Contrat Semlex : Jean-Claude Mputu accuse le pouvoir Tshisekedi de maintenir un système opaque

Passeport biométrique
PAR Deskeco - , Dans Corruption

 

L’affaire Semlex revient au-devant de la scène judiciaire en Belgique, où l’entreprise belge et plusieurs autres prévenus doivent répondre de faits présumés de corruption, de blanchiment et de fraude fiscale liés au contrat de production des passeports biométriques congolais. 

Lors d’un live Space organisé sur X organisé par Stanis Bujakera, Jean-Claude Mputu, porte-parole de la coalition Le Congo n’est pas à vendre (CNPAV), a estimé que cette affaire révèle surtout la persistance d’un système marqué par l’opacité dans la gestion des contrats publics en République démocratique du Congo.

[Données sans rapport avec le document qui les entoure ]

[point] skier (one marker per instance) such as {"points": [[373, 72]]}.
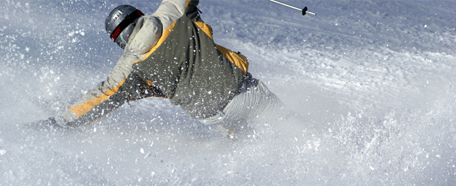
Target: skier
{"points": [[171, 54]]}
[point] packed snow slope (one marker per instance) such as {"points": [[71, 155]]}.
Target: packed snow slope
{"points": [[373, 83]]}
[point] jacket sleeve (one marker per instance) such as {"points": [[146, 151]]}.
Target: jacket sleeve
{"points": [[105, 97]]}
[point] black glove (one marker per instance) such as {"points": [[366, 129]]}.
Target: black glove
{"points": [[51, 123]]}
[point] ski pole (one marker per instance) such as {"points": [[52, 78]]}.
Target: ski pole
{"points": [[304, 10]]}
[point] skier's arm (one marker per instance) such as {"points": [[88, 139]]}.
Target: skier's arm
{"points": [[104, 98], [171, 10]]}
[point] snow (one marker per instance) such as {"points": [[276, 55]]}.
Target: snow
{"points": [[374, 82]]}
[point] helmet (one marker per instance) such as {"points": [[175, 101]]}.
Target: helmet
{"points": [[121, 22]]}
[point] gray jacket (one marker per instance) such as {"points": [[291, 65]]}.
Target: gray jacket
{"points": [[170, 54]]}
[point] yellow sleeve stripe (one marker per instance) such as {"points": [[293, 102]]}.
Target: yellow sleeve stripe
{"points": [[206, 29], [188, 2], [165, 35], [80, 110]]}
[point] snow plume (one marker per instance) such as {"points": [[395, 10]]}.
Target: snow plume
{"points": [[371, 85]]}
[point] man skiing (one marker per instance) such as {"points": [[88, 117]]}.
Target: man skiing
{"points": [[171, 54]]}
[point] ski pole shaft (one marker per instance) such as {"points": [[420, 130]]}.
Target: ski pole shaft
{"points": [[304, 10]]}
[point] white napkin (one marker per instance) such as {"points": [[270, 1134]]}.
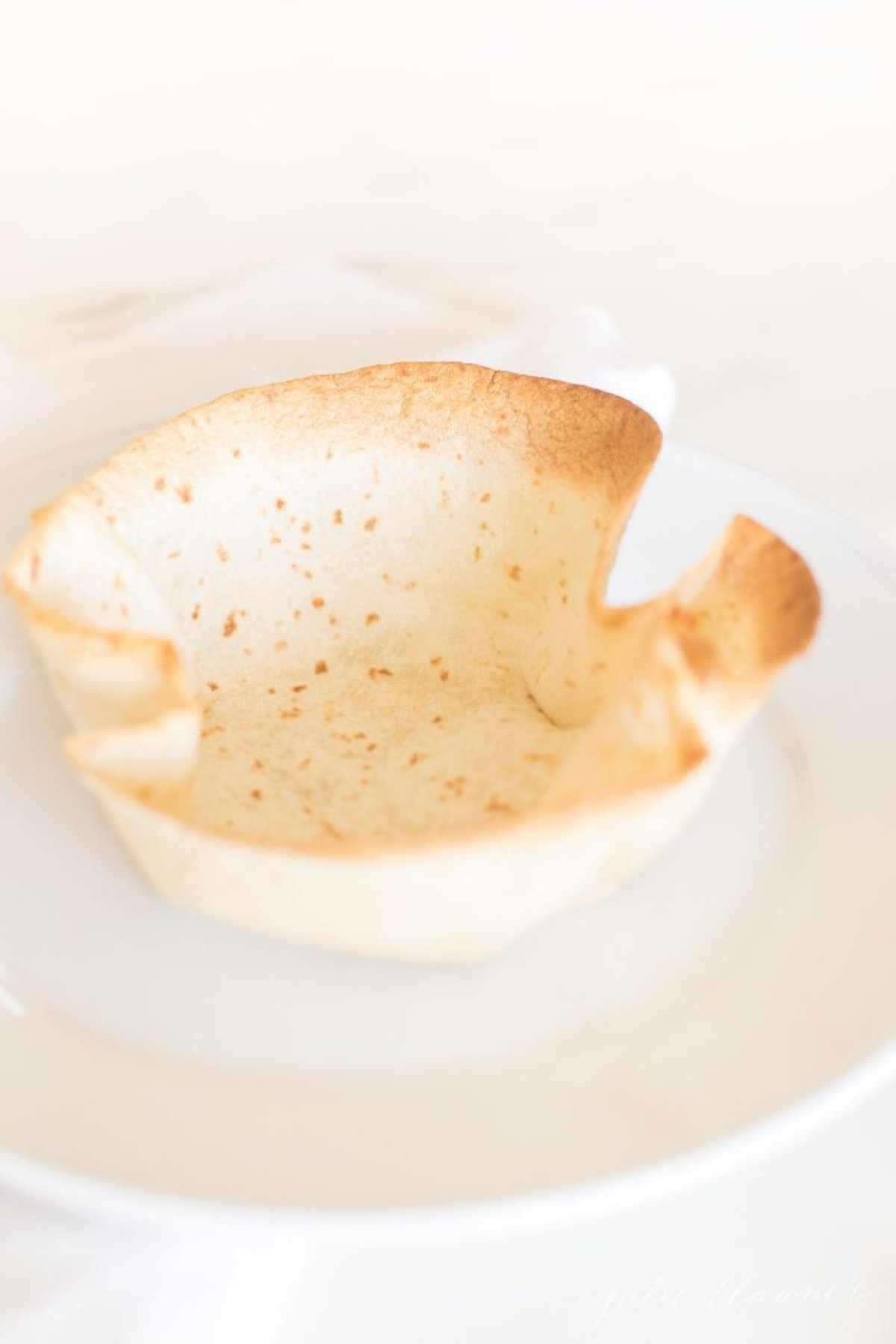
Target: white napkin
{"points": [[65, 1280]]}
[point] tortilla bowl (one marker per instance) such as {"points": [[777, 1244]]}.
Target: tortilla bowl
{"points": [[340, 668]]}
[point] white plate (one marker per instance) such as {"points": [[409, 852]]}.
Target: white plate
{"points": [[151, 1062]]}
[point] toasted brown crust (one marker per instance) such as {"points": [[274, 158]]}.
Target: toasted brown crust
{"points": [[731, 624]]}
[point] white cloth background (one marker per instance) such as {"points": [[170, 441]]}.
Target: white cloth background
{"points": [[69, 1280]]}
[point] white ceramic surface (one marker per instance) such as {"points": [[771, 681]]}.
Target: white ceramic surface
{"points": [[618, 1050]]}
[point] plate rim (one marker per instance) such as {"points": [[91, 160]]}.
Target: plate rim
{"points": [[564, 1206]]}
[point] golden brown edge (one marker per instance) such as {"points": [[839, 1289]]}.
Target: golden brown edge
{"points": [[731, 557]]}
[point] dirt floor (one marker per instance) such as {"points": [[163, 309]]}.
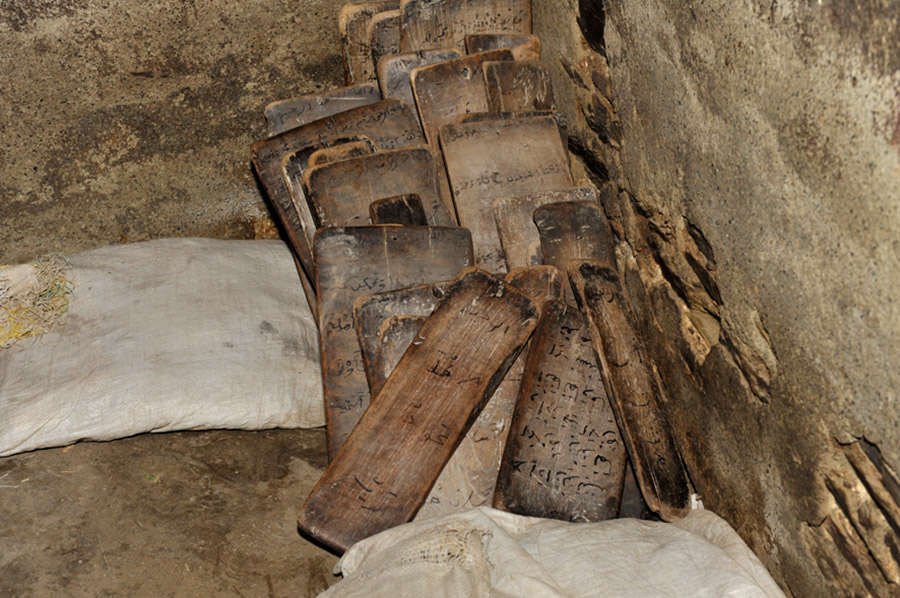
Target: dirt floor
{"points": [[181, 514]]}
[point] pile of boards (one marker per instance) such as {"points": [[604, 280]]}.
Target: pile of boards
{"points": [[477, 345]]}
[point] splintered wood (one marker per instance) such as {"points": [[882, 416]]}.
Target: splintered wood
{"points": [[564, 456], [356, 261], [290, 114], [518, 86], [400, 209], [514, 217], [634, 392], [340, 192], [425, 408], [574, 230], [468, 479], [370, 312], [523, 46], [446, 90], [353, 23], [389, 124], [494, 158], [426, 24]]}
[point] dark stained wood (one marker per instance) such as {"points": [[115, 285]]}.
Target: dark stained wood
{"points": [[353, 23], [634, 392], [370, 312], [384, 471], [396, 335], [393, 71], [341, 151], [446, 90], [468, 479], [518, 86], [426, 24], [564, 456], [383, 32], [574, 230], [494, 158], [400, 209], [356, 261], [389, 124], [293, 167], [284, 115], [340, 192], [514, 217], [524, 46]]}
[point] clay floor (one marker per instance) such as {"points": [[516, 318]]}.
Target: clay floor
{"points": [[181, 514]]}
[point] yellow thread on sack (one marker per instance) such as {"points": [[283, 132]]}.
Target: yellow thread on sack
{"points": [[33, 298]]}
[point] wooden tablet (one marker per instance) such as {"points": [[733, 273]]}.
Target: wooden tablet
{"points": [[384, 471], [635, 394]]}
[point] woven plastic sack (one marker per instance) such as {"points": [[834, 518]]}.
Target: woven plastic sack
{"points": [[175, 334], [486, 553]]}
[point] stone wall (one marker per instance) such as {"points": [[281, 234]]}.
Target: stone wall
{"points": [[749, 160], [126, 121]]}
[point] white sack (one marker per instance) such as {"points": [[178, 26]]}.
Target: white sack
{"points": [[175, 334], [487, 553]]}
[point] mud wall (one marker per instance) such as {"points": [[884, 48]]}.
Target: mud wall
{"points": [[126, 121], [749, 157]]}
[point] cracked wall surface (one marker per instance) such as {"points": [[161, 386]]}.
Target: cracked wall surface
{"points": [[127, 121], [748, 156]]}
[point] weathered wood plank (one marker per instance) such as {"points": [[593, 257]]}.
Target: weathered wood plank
{"points": [[340, 192], [524, 46], [340, 151], [356, 261], [396, 335], [564, 457], [370, 312], [385, 469], [468, 479], [353, 22], [285, 115], [406, 210], [574, 230], [383, 32], [494, 158], [634, 392], [426, 24], [514, 218], [389, 124], [518, 86], [446, 90]]}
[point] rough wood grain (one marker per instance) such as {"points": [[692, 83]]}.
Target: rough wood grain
{"points": [[518, 86], [514, 218], [406, 210], [445, 90], [393, 71], [293, 167], [383, 32], [370, 312], [340, 151], [634, 392], [389, 124], [340, 192], [396, 335], [284, 115], [523, 46], [385, 469], [495, 158], [564, 456], [353, 22], [574, 230], [356, 261], [426, 24]]}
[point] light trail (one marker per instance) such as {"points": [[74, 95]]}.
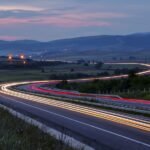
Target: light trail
{"points": [[121, 119]]}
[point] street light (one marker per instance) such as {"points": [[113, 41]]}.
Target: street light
{"points": [[10, 57], [22, 56]]}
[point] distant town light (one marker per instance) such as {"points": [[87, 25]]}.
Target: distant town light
{"points": [[10, 57], [22, 56], [24, 62]]}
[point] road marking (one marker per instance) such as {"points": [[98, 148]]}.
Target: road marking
{"points": [[80, 122]]}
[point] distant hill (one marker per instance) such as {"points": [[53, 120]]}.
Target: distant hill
{"points": [[92, 47]]}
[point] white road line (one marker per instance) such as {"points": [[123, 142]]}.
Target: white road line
{"points": [[82, 123]]}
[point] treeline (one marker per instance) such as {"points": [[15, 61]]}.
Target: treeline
{"points": [[28, 64], [100, 86]]}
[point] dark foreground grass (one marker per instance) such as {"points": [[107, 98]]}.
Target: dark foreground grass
{"points": [[15, 134]]}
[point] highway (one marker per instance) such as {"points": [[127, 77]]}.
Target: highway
{"points": [[99, 129], [102, 130]]}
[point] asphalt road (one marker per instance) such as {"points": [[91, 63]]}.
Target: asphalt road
{"points": [[96, 132]]}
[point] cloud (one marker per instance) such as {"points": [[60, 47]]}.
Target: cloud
{"points": [[19, 7], [10, 38], [53, 21]]}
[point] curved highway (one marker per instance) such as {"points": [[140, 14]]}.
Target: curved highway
{"points": [[103, 130]]}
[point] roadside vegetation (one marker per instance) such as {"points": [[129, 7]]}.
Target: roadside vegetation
{"points": [[132, 87], [15, 134], [61, 71]]}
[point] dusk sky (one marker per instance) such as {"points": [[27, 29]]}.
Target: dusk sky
{"points": [[47, 20]]}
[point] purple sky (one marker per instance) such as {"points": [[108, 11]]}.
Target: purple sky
{"points": [[47, 20]]}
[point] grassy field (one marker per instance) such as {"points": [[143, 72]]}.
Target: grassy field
{"points": [[37, 74], [15, 134]]}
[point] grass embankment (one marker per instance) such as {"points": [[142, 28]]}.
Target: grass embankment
{"points": [[61, 71], [132, 87], [15, 134]]}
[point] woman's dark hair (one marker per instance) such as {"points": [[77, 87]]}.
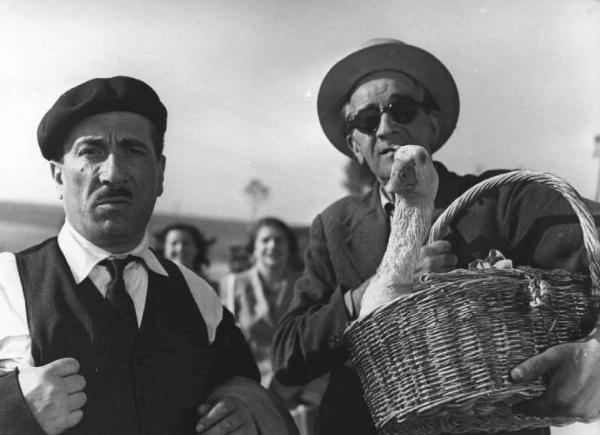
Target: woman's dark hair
{"points": [[270, 221], [201, 242]]}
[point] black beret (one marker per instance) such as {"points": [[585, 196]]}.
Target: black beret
{"points": [[99, 95]]}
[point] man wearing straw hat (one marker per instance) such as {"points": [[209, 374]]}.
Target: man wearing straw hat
{"points": [[381, 97]]}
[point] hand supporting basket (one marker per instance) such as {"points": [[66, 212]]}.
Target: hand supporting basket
{"points": [[591, 240], [438, 360]]}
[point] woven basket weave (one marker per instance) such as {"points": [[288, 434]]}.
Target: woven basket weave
{"points": [[438, 360]]}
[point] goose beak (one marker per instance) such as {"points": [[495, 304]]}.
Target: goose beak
{"points": [[403, 177]]}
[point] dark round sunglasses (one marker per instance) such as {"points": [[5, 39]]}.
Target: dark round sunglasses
{"points": [[403, 110]]}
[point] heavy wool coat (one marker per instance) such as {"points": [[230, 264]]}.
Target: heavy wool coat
{"points": [[529, 223]]}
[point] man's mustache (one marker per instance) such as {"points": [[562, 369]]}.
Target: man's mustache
{"points": [[114, 192]]}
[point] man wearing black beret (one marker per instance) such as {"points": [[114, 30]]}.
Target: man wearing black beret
{"points": [[97, 334]]}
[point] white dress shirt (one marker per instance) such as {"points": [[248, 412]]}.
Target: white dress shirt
{"points": [[83, 257]]}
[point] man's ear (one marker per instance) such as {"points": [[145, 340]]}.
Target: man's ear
{"points": [[162, 162], [57, 177], [354, 149], [435, 121]]}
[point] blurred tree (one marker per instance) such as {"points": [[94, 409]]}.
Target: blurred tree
{"points": [[257, 192], [358, 178]]}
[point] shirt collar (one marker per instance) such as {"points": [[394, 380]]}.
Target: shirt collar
{"points": [[82, 255]]}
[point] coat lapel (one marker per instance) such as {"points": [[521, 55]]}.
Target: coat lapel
{"points": [[367, 236]]}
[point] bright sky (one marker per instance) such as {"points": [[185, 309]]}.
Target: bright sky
{"points": [[240, 80]]}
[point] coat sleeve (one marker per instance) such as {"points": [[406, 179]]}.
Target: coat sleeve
{"points": [[233, 353], [307, 342]]}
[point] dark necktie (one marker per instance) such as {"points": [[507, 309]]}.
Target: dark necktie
{"points": [[116, 293]]}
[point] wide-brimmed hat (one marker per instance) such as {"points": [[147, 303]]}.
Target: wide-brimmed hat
{"points": [[378, 55]]}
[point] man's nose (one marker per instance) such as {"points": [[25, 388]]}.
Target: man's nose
{"points": [[386, 126], [113, 169]]}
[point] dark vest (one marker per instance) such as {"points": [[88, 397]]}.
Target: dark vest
{"points": [[150, 383]]}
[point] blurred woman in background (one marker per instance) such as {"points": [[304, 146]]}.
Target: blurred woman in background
{"points": [[186, 245], [259, 297]]}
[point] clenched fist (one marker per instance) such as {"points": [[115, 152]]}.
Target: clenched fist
{"points": [[54, 394]]}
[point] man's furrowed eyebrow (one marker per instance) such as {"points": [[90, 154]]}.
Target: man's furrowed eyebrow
{"points": [[91, 140], [132, 142]]}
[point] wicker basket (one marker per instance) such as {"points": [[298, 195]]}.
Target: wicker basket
{"points": [[438, 360]]}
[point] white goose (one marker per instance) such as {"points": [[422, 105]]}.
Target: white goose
{"points": [[414, 184]]}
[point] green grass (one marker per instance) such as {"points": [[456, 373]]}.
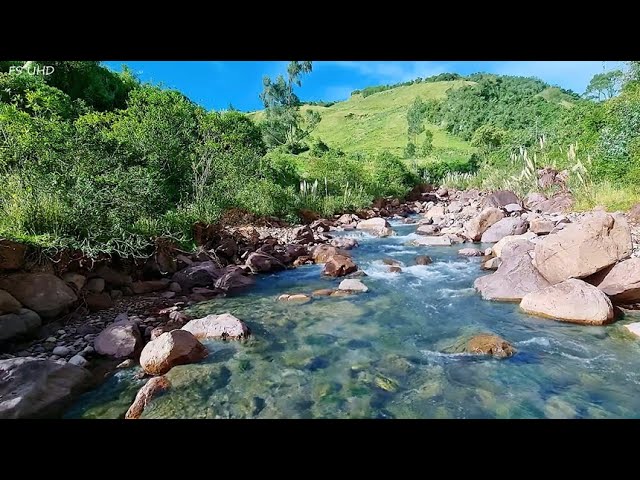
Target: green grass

Selon Jean-Claude Mputu, la fin annoncée du contrat Semlex en 2020 aurait dû permettre aux autorités congolaises de tourner définitivement la page. À cette époque, la coalition CNPAV avait publiquement réclamé la non-reconduction du contrat et saisi la justice commerciale pour demander son annulation.

Mais, affirme-t-il, le gouvernement congolais aurait finalement négocié, « dans le plus grand secret », la prolongation du dispositif avec Osiproc, une filiale de Semlex. Une situation que le porte-parole du CNPAV qualifie à l’époque d’« amateurisme au sommet de l’État », estimant que les autorités n’avaient pas suffisamment anticipé la recherche d’une alternative.

La principale concession obtenue aurait été la réduction du prix du passeport, passé de 185 à 100 dollars américains. Une baisse présentée comme une avancée pour les citoyens, mais que Mputu relativise. Selon lui, cette mesure n’aurait pas remis fondamentalement en cause le modèle économique dénoncé par la société civile.

Plus préoccupant encore, poursuit-il, le contrat initialement prévu pour une année aurait été prolongé jusqu’en 2025, sans publication d’un nouveau texte permettant au public d’en connaître les conditions. Jean-Claude Mputu affirme également qu’un nouveau contrat signé en 2025 demeure, lui aussi, entouré d’opacité.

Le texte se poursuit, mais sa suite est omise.